大谷は登板について明言せずも…ロバーツ監督が断言

 ドジャースの大谷翔平投手が、ワールド・ベースボール・クラシック(WBC)では投手として登板しない方針を選択した。その決断について、地元紙は「歴史を塗り替えるシーズン」への準備と位置づけ、レガシーを強く意識した判断であると伝えている。

 地元紙「ニューヨーク・ポスト」は1月31日(日本時間2月1日)、「大谷はスプリングトレーニング中に『段階的に調整を進めていく』とロバーツ監督」との見出しで記事を掲載した。執筆した同紙のディラン・ヘルナンデス記者は、大谷が国際舞台で得られる可能性のある栄誉をあえて手放した背景に注目している。

 記事では、レガシーを重視してきた大谷が、WBCで投球しない選択をした意味を掘り下げた。国を代表する舞台での評価よりも、レギュラーシーズンで成し遂げる成果に価値を見いだしているとし、5度目のMVP受賞や、日本人投手として史上初となるサイ・ヤング賞獲得といった到達点を思い描いている可能性に言及している。

 大谷は前回のWBC直後のシーズンで右肘の尺骨側副靱帯を損傷し、キャリアで2度目の手術を受けた。今大会で打者に専念することで、ドジャースはシーズン序盤に肘を守るための極端な措置を取る必要がなくなり、先発投手として十分な登板数を確保できると、同記者は指摘した。

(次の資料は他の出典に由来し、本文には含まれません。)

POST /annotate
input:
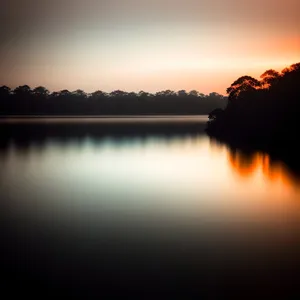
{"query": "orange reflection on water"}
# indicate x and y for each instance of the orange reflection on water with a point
(247, 165)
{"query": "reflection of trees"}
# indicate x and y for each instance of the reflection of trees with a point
(248, 164)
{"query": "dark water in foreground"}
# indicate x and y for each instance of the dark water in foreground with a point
(151, 209)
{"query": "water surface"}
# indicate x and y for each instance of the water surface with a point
(132, 205)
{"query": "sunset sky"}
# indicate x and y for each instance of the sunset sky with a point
(152, 45)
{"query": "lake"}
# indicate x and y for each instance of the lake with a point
(149, 207)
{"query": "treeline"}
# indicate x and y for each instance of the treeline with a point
(39, 101)
(262, 112)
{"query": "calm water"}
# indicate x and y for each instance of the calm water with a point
(145, 206)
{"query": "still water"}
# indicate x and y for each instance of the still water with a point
(125, 206)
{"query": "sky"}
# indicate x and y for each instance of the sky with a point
(135, 45)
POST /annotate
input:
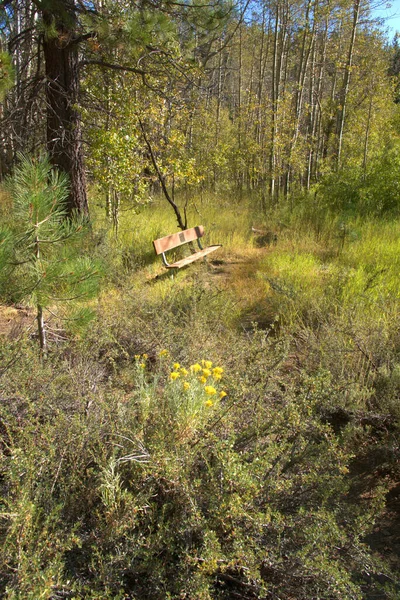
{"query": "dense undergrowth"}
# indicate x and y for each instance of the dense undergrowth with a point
(229, 433)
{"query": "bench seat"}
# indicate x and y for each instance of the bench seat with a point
(169, 242)
(196, 256)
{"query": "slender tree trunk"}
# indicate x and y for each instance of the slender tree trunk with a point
(341, 113)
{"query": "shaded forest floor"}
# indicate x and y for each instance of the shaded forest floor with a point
(286, 487)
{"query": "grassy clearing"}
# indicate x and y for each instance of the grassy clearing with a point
(127, 474)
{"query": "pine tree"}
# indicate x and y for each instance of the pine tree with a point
(47, 270)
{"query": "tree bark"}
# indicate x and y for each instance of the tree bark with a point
(64, 133)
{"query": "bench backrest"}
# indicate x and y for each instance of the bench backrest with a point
(177, 239)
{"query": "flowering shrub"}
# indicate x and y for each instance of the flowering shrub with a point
(187, 394)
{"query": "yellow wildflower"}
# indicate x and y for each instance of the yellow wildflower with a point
(210, 390)
(207, 364)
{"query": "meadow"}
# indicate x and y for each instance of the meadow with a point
(231, 432)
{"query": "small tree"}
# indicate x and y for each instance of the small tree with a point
(46, 266)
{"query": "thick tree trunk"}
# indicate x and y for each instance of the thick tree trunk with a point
(64, 139)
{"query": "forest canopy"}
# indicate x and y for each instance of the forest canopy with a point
(273, 96)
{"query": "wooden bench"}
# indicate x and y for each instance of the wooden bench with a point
(162, 245)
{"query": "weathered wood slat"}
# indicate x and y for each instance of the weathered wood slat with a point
(189, 259)
(177, 239)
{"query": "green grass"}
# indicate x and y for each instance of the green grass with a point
(118, 481)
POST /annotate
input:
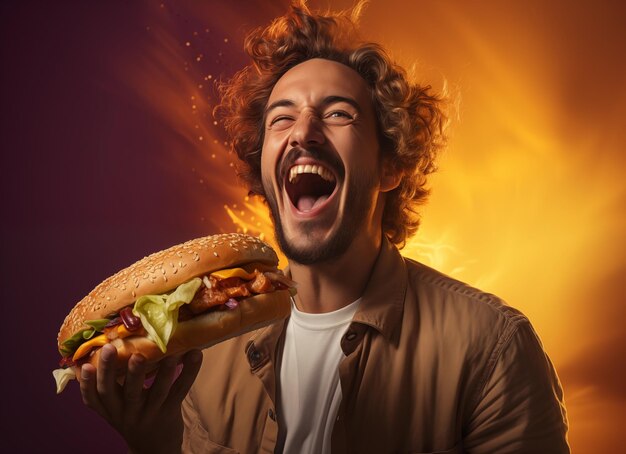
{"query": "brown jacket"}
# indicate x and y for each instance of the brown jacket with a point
(432, 366)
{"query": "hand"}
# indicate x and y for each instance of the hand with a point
(149, 419)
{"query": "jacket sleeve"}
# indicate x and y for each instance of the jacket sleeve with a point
(519, 408)
(195, 437)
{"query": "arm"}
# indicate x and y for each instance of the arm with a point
(520, 406)
(149, 420)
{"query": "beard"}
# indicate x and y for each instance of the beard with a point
(359, 204)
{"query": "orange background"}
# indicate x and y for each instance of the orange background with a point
(109, 152)
(530, 199)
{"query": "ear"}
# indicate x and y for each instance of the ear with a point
(390, 177)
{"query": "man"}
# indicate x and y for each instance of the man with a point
(381, 354)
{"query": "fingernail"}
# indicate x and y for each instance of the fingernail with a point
(171, 361)
(139, 359)
(107, 353)
(195, 356)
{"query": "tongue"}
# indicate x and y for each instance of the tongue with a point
(307, 203)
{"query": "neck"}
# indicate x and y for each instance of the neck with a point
(329, 286)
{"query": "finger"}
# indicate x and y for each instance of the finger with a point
(89, 391)
(162, 383)
(105, 380)
(191, 365)
(133, 386)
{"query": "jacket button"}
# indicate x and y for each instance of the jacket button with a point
(254, 357)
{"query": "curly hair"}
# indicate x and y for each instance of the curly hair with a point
(410, 119)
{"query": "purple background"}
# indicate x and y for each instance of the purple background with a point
(83, 192)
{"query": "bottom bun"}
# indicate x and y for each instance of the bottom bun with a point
(205, 330)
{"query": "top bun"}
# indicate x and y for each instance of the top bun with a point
(164, 271)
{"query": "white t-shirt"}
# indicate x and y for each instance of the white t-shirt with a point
(310, 391)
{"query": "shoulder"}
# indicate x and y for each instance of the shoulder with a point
(464, 320)
(437, 292)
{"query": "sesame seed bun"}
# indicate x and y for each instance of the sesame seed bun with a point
(205, 330)
(163, 271)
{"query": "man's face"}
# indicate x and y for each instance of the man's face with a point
(320, 161)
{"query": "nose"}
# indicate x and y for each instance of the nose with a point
(307, 130)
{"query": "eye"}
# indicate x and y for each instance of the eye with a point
(339, 114)
(280, 120)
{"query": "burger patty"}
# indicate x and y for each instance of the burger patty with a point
(221, 290)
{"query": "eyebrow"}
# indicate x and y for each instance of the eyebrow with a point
(328, 100)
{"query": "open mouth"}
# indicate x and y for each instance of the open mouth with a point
(309, 186)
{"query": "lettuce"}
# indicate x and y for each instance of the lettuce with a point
(159, 313)
(62, 377)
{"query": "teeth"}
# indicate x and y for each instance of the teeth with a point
(319, 170)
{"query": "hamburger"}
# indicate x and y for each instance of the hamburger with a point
(192, 295)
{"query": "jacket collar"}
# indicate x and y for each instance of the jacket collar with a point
(382, 303)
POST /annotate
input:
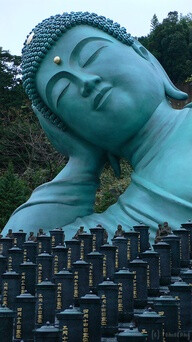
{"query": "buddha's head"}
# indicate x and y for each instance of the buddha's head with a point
(86, 73)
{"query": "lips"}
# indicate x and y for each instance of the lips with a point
(101, 98)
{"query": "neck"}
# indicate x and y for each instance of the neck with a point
(151, 139)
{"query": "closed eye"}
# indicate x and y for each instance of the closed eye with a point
(93, 56)
(62, 93)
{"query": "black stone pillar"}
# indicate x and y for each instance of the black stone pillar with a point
(11, 285)
(90, 306)
(25, 317)
(71, 325)
(28, 277)
(44, 244)
(15, 258)
(3, 268)
(98, 237)
(108, 291)
(64, 289)
(5, 244)
(86, 242)
(81, 279)
(74, 251)
(19, 238)
(47, 333)
(124, 280)
(188, 226)
(164, 251)
(169, 307)
(110, 260)
(144, 236)
(57, 237)
(131, 335)
(45, 305)
(153, 271)
(30, 251)
(175, 243)
(133, 244)
(95, 259)
(121, 244)
(6, 324)
(181, 290)
(44, 263)
(184, 234)
(151, 323)
(187, 276)
(60, 258)
(139, 267)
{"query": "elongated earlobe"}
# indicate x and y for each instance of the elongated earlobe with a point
(170, 89)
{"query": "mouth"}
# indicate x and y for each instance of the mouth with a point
(101, 98)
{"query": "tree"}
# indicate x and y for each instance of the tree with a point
(13, 192)
(171, 43)
(154, 22)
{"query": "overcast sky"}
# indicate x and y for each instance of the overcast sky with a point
(18, 17)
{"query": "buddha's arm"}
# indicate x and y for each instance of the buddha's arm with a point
(57, 203)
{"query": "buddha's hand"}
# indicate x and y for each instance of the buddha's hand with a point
(66, 142)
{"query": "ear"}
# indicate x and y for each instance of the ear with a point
(53, 133)
(170, 89)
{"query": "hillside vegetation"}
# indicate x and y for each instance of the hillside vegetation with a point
(26, 157)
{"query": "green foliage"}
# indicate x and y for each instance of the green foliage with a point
(23, 142)
(111, 187)
(171, 43)
(13, 192)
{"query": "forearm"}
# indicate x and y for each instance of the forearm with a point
(57, 203)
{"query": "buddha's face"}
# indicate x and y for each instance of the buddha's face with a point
(102, 89)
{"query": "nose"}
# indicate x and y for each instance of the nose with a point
(88, 84)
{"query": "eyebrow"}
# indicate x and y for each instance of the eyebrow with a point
(77, 49)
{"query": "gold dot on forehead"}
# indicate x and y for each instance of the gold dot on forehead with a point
(29, 39)
(57, 60)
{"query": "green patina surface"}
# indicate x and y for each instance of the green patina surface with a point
(100, 95)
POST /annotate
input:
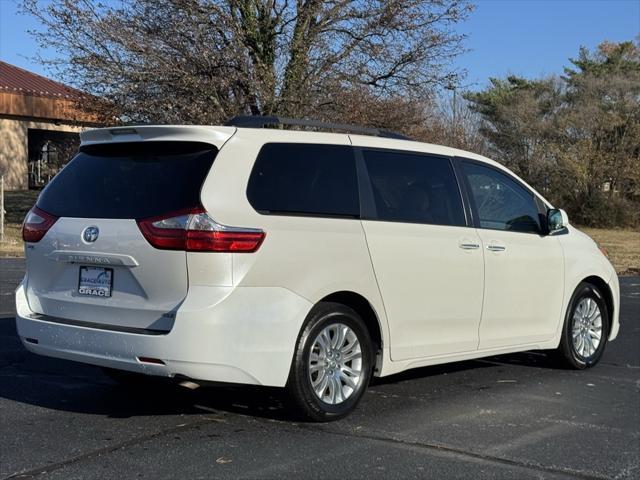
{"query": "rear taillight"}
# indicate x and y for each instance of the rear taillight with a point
(36, 224)
(194, 230)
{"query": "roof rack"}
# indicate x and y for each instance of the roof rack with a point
(256, 121)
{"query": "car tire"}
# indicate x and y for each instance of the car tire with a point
(587, 317)
(332, 363)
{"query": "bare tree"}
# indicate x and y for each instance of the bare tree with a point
(202, 61)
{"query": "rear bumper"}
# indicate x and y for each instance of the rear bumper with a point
(223, 334)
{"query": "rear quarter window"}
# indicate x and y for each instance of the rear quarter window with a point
(129, 180)
(304, 179)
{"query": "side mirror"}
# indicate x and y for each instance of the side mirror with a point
(557, 219)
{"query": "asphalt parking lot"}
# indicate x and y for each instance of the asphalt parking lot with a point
(512, 416)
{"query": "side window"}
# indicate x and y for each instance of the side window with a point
(501, 202)
(414, 188)
(299, 179)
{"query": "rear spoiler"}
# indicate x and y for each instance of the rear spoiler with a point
(216, 136)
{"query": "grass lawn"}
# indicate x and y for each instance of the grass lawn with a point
(16, 204)
(623, 246)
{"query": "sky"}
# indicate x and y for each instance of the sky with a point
(530, 38)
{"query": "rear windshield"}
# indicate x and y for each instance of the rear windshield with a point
(129, 180)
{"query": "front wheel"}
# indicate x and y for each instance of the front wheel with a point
(586, 329)
(332, 364)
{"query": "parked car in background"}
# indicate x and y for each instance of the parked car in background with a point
(298, 259)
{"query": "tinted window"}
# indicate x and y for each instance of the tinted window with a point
(501, 202)
(414, 188)
(305, 179)
(129, 180)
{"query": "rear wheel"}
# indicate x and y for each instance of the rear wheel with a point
(585, 330)
(332, 364)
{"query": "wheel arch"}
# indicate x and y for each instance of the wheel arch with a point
(362, 307)
(603, 287)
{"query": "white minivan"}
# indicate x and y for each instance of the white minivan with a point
(301, 259)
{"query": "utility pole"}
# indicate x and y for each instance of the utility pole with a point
(1, 208)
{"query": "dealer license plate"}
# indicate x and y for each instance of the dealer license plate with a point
(95, 281)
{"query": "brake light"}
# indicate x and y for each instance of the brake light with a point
(193, 230)
(36, 224)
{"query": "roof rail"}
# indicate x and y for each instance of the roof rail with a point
(257, 121)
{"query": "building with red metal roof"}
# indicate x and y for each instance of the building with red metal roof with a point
(39, 124)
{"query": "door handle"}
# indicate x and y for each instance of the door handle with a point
(468, 245)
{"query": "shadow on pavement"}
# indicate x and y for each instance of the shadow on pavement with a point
(73, 387)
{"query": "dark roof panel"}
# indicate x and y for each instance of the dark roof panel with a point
(19, 81)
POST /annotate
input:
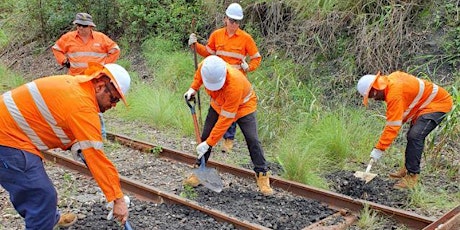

 その上で、ロバーツ監督は先日に行われた「ドジャー・フェスト」にて「彼はWBCで投球しない」と明言し、この判断について「この決断は間違いなく彼自身が下した」と説明した。仮に大谷が投球を望んでいれば、「もちろん絶対に(認めていた)」とも語っている。

 起用法については、登板間隔を通常より空ける可能性を残しつつも、「普通の投手として使う。2イニングや3イニングといった制限を設けることはない」と強調。スプリングトレーニングでは肩の状態を「段階的に上げていく」とし、大谷自身もブルペンで「3、4度」投球練習を行ったと明かしている。WBCでの投手辞退は、ドジャースで再び歴史を塗り替えるための準備であると、同紙は結論づけている。